Last year, Sea Shepherd filed a motion for a preliminary injunction in the United States Court of International Trade. This preliminary injunction asked that the judge order the U.S. government to uphold its legal responsibility under the Marine Mammal Protection Act to ban New Zealand seafood imports from fisheries that are killing Māui dolphins. A ban is required when an importing nation fails – as New Zealand has done here – to protect marine mammals from bycatch in accord with U.S. standards.

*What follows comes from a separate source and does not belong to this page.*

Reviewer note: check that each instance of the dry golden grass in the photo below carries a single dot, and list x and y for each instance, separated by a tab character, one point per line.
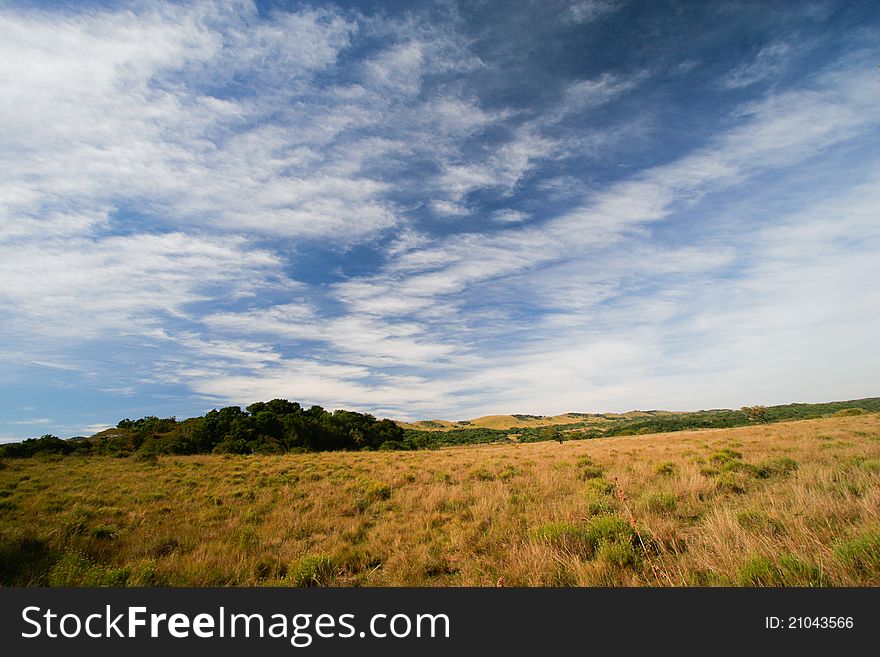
785	504
497	422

In opposing Sea Shepherd, the defendants – which include the New Zealand government – have consistently and strongly asserted that fisheries restrictions in recent years have not only halted the Māui dolphin’s decline but have also allowed their numbers to increase. However, a recently leaked report issued by New Zealand government scientists shows that the population has fallen to 54 individuals – down by 14% from the prior abundance estimate of 63. Of particular concern, evidence reviewed by Sea Shepherd suggests that the scientific work documenting this decline was completed in early 2021, but New Zealand has remained steadfast in claiming that the population had stabilized or begun to increase.
While a drop in population to 54 dolphins is cause for serious concern, the number is more likely below 50 because the new estimate does not account for dolphin mortality between 2020 and 2021. If so, this is the first time that the Māui dolphin population has declined to this extent. The low population size is especially alarming because dolphin populations that drop to such a level often suddenly decline to extinction. For example, the now-extinct Chinese Yangtze River dolphin experienced precipitous declines when they reached similarly small numbers.
This distressing news also comes at a time when New Zealand is considering plans to double the commercial gillnetting and trawling catch limits for snapper on the west coast of the North Island. The higher quota would significantly increase fishing efforts in the Māui dolphin habitat – thereby compounding the risk of death through bycatch.
The continuing decline in Māui dolphin populations and the proposed increased fishing levels in their habitat render the court’s upcoming injunction decision even more important. Indeed, an import ban encouraging stronger New Zealand protections would likely be the only thing standing between the Māui dolphin and extinction.